# Mathematical Methods of Physics/Summation convention

The Basic Notation Often when working with tensors there is a large amount of summation that needs to occur. To make this quicker we use Einstein index notation.

The notation is simple. Instead of writing $\sum_{j} A_j$ we simply write $A_j$ and the summation over j is implied.

A couple of common tensors used with this notation are

• $\delta_{a}^{b}$ is only nonzero for the case that $a = b$
• $\epsilon_{i j k}$ is zero if $i = j \or j = k \or i = k$ . For odd permutations (i.e. $\epsilon_{j i k} = - \epsilon_{i j k} = - \epsilon_{k i j}$). In other words, swapping any two indices flips the sign of the tensor.
• These are related by $\epsilon_{ijk} \epsilon^{imn} = \delta_j^m \delta_k^n - \delta_j^n \delta_k^m$ (convince yourself that this is true)

Now we can write some common vector operations :

• Scalar (Dot) Product $\vec{A} \cdot \vec{B} = A_i B_i$
• Vector (Cross) Product $\vec{A} \times \vec{B} = \epsilon_{ijk} A_j B_k$

Examples

• Bulleted list item

Prove that $\vec{A} \cdot (\vec{B} \times \vec{C}) = \vec{B} \cdot (\vec{C} \times \vec{A})$

$A_i (\epsilon_{ijk} B_j C_k)$ from here we can swap the indices (i <-> j) and get $B_j (- \epsilon_{jik} A_i C_k)$. Note the sign flip.
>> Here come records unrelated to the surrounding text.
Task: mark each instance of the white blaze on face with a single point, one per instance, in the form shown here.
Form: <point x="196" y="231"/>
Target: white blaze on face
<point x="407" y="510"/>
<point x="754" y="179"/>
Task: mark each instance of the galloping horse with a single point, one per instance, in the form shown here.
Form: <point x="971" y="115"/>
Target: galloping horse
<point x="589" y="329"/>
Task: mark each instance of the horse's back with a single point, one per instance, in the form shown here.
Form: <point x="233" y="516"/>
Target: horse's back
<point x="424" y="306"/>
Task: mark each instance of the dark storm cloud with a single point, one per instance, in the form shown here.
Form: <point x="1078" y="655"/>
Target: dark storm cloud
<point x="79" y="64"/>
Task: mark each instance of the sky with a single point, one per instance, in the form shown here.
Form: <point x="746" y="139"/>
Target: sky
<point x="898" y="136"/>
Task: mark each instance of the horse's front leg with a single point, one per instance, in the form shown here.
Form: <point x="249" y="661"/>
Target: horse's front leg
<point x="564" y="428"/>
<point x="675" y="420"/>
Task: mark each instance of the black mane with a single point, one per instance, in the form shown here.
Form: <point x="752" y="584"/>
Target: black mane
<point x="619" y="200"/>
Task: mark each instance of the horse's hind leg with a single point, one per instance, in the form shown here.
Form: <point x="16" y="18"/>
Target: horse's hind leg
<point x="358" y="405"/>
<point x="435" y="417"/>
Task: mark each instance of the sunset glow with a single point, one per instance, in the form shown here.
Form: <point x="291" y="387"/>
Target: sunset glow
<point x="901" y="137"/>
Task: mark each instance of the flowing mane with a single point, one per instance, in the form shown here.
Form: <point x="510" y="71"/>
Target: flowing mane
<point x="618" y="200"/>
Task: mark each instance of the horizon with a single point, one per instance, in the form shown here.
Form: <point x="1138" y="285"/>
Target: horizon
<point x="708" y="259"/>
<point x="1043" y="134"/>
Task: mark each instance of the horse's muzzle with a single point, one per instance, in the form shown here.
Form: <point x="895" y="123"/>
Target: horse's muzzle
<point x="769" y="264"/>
In order to get a positive sign again we can just swap the indices (i <-> k) and get $B_j (\epsilon_{jki} C_k A_i) = \vec{B} \cdot (\vec{C} \times \vec{A})$ as desired.

• Prove that $\vec{A} \times (\vec{B} \times \vec{C}) = (\vec{A} \cdot \vec{C}) \vec B - (\vec{A} \cdot \vec{B}) \vec{C}$

$\vec{A} \times (\vec{B} \times \vec{C}) \equiv \epsilon_{ijk} A_j (\epsilon_{klm} B_l C_m)$ (Watch the indices closely - some students inadvertently add too many)

We know we want to get a dot product out of this. In order to do that we will have to use the expansion of the Levi-Cevita tensor in terms of the Kronecker Deltas. We want to get the Tensors to have the same first index, so we can do this by swapping the indices ( i <-> k) $- \epsilon_{kji} \epsilon_{klm} A_j B_l C_m = - (\delta_{j l} \delta_{i m} - \delta_{j m} \delta_{i l}) A_j B_l C_m$ . Now we can make the observation that the first term is only non-zero if j=i and l=m, so $\delta_{j l} \delta_{i m} A_j B_l C_m = A_i B_l C_l$ Note that this is just the dot product $(\vec{B} \cdot \vec{C}) A_i$. The second term is only non-zero if k = m and j = l, so $\delta_{k m} \delta_{j l} A_j B_l C_m = A_j B_j C_k = (\vec{A} \cdot \vec{B}) C_k$

Combining these we are left with $(\vec{A} \cdot \vec{C}) B_k - (\vec{A} \cdot \vec{B}) C_k =(\vec{A} \cdot \vec{C}) \vec B - (\vec{A} \cdot \vec{B}) \vec{C}$ as desired.

Tensor Notation When tensors are used then a distinct difference between an upper and lower index becomes important as well as the ordering. $T^{a}_{b} v^b$ will be contracted into a new vector, but $T^{a}_{ b} v_b$ will not.

Definitions that may prove useful : If a tensor is symmetric, then it satisfies the property that $T_{a b} = T_{b a}$ If a tensor is antisymmetric, then $T_{a b} = - T_{b a}$ There are many tensors that satisfy neither of these properties - so make sure it makes sense to use them before blindly applying them to some problem.